/tensorflow/tensorboard/http_api.md
Markdown | 344 lines | 281 code | 63 blank | 0 comment | 0 complexity | 8c26a3ae26e1806607721212bdb0f9d2 MD5 | raw file
- # Tensorboard client-server HTTP API
- ## Runs, Tags, and Tag Types
- TensorBoard data is organized around the concept of a `run`, which represents
- all the related data thrown off by a single execution of TensorFlow, a `tag`,
- which groups values of data that come from the same source within a TensorFlow
- run, and `tag types`, which are our way of distinguishing different types of
- data that have fundamentally different representations and should be processed
- on different code paths. For example, a "train" run may have a `scalars`
- tag that represents the learning rate, another `scalars` tag that
- represents the value of the objective function, a `histograms` tag that reveals
- information on weights in a particular layer over time, and an `images` tag that
- shows input images flowing into the system. The "eval" run might have an
- entirely different set of tag names, or some duplicated tag names.
- The currently supported tag types are `scalars`, `images`, `audio`,
- `histograms`, `graph` and `run_metadata`. Each tag type corresponds to a route
- (documented below) for retrieving tag data of that type.

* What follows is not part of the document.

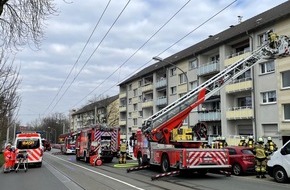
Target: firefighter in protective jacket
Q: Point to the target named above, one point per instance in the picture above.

- All of the data provided comes from TensorFlow events files ('\*.tfevents\*'),
- which are written using the SummaryWriter class
- (tensorflow/python/training/summary_writer.py), and the data is generated by
- summary ops (tensorflow/python/ops/summary_ops.py). The `scalars` come from the
- `ScalarSummary` op, the `histograms` from the `HistogramSummary`, the `audio`
- from the `AudioSummary`, and the `images` from `ImageSummary`. The tag type
- `graph` is special in that it is not a collection of tags of that type, but a
- boolean denoting if there is a graph definition associated with the run. The tag
- is provided to the summary op (usually as a constant).
- ## `data/runs`
- Returns a dictionary mapping from `run name` (quoted string) to dictionaries
- mapping from all available tagTypes to a list of tags of that type available for
- the run. Think of this as a comprehensive index of all of the data available
- from the TensorBoard server. Here is an example:
- {
- "train_run": {
- "histograms": ["foo_histogram", "bar_histogram"],
- "compressedHistograms": ["foo_histogram", "bar_histogram"],
- "scalars": ["xent", "loss", "learning_rate"],
- "images": ["input"],
- "audio": ["input_audio"],
- "graph": true,
- "run_metadata": ["forward prop", "inference"]
- },
- "eval": {
- "histograms": ["foo_histogram", "bar_histogram"],
- "compressedHistograms": ["foo_histogram", "bar_histogram"],
- "scalars": ["precision", "recall"],
- "images": ["input"],
- "audio": ["input_audio"],
- "graph": false,
- "run_metadata": []
- }
- }
- Note that the same tag may be present for many runs. It is not guaranteed that
- they will have the same meaning across runs. It is also not guaranteed that they
- will have the same tag type across different runs.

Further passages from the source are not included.